The next day, Mike McAlary, then a columnist with the
New York Post
, gave Catterson’s plea an extraordinary endorsement.

“Let us revisit the child ten years from now or perhaps even rediscover her as a college-bound treasure.” McAlary wrote. “Everybody knows a truth when they hear it. I am betting that in the dither of the moment, that no one in this business was thinking about Katie Beers when they were snapping off pictures of her yesterday. That doesn’t make them bad people—only jaded. You want to make life easier for Katie Beers? Shut the camera off, dummy.”
18

The very newspaper that had reportedly been hounding the
East Hampton Star
for the name and address of Katie’s temporary foster family was now appealing for a collective backing off. And as radio stations and newspapers bickered publicly on the editorial pages about which ones had behaved badly, the frenzy to find Katie began to die down.

“Just as suddenly as it began, the media crush ended,” declared the editorial board of the
East Hampton Star
. It dubbed the DA’s message essential to Katie’s recovery. “The wire service reporters and the rest folded their notebooks and departed. There were no more camera trucks roving aimlessly around the byways of Springs. This is as it should be.”
19

In fact, in the years to come, some reporters dispatched way east to Katie’s foster home at the direction of unrelenting news managers,
admitted in confidence that when they got there, they never even knocked on the door.

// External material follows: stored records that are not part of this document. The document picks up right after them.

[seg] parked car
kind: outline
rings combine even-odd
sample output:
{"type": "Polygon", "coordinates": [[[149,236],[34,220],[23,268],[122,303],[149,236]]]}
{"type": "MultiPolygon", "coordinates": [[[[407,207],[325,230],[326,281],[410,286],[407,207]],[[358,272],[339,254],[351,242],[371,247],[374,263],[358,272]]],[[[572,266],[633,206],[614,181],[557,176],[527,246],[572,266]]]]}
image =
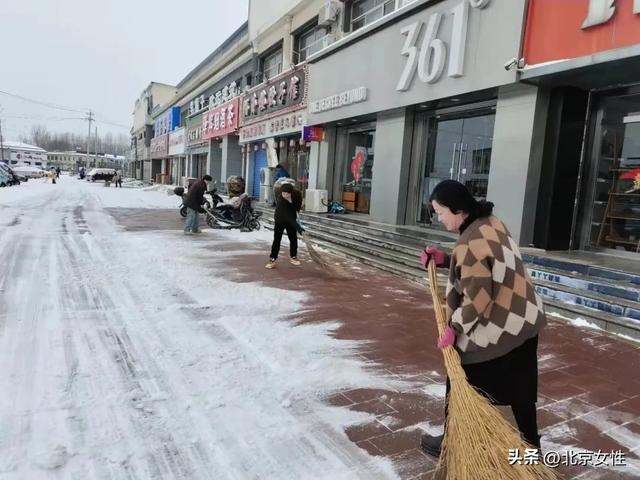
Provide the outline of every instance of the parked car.
{"type": "Polygon", "coordinates": [[[21,177],[41,178],[46,174],[46,172],[41,168],[30,167],[28,165],[16,165],[11,168],[13,169],[14,173],[18,174],[18,176],[21,177]]]}
{"type": "Polygon", "coordinates": [[[87,181],[105,180],[110,182],[115,174],[116,171],[113,168],[94,168],[87,173],[87,181]]]}
{"type": "Polygon", "coordinates": [[[20,185],[20,182],[25,182],[26,178],[21,177],[5,162],[0,162],[0,169],[9,175],[9,185],[20,185]]]}
{"type": "Polygon", "coordinates": [[[20,182],[26,182],[29,180],[29,177],[25,177],[24,175],[18,175],[16,171],[11,167],[9,167],[9,172],[13,174],[13,177],[17,180],[16,183],[18,185],[20,184],[20,182]]]}
{"type": "Polygon", "coordinates": [[[0,168],[0,187],[8,187],[12,181],[13,177],[9,174],[9,171],[0,168]]]}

Curiosity about John Esposito and the depth of his depravity were, however, considered quite fair game, and the scene on Saxon Avenue drew mobs of on-lookers. It also brought out Clint Van Zandt, a special agent with the FBI’s Behavioral Sciences Unit from Quantico, Virginia. The FBI had been consulted on the making of the movie,
The Silence of the Lambs
.

“It’s much more sophisticated,” Van Zandt said, standing outside the crime scene tape. “In the movie, you’ve got this hole dug in the ground and you’ve got Buffalo Bill keeping somebody in the hole. This is a much higher level of sophistication, so far as being able to conceal it. It was like a prison from medieval times. I’ve never seen anything in all my years as elaborate as this. This thing was like out of a horror movie.”

How could cops have missed it?

“If someone told you that room was there I’d put money on the line you’d have to tear that house apart to find it.”

The next day, Suffolk Police brass gathered to hold another news conference—this time with props: diagrams and a big screen, stage left. Lieutenant Varrone seemed drained as he fielded most of the questions. Esposito, he said, indicated the chamber where Katie was held was built a year and a half earlier, with Katie in mind. It begged a question.

Do you think it was used before?

“We suspect and are concerned it was used before. We may have to take the house apart piece by piece. You can imagine, if he went to this extent to create what he did, we don’t know what other surprises we may find. The FBI behavioral experts were amazed. I hope we don’t find anything more, but at this point it is just conjecture. Your guess is as good as mine. We don’t have any direct evidence at this moment to support what I think we are all thinking.”

Reporters had been told by the Sibens that Katie was relatively content in captivity, an upgrade from her sorry pre-kidnapping state. Varrone promptly put the kibosh on that spin. “In time, I think you will all know what occurred down there, but it’s my belief that, at times, the girl was absolutely horrified.”

What precipitated the abduction? Was it planned?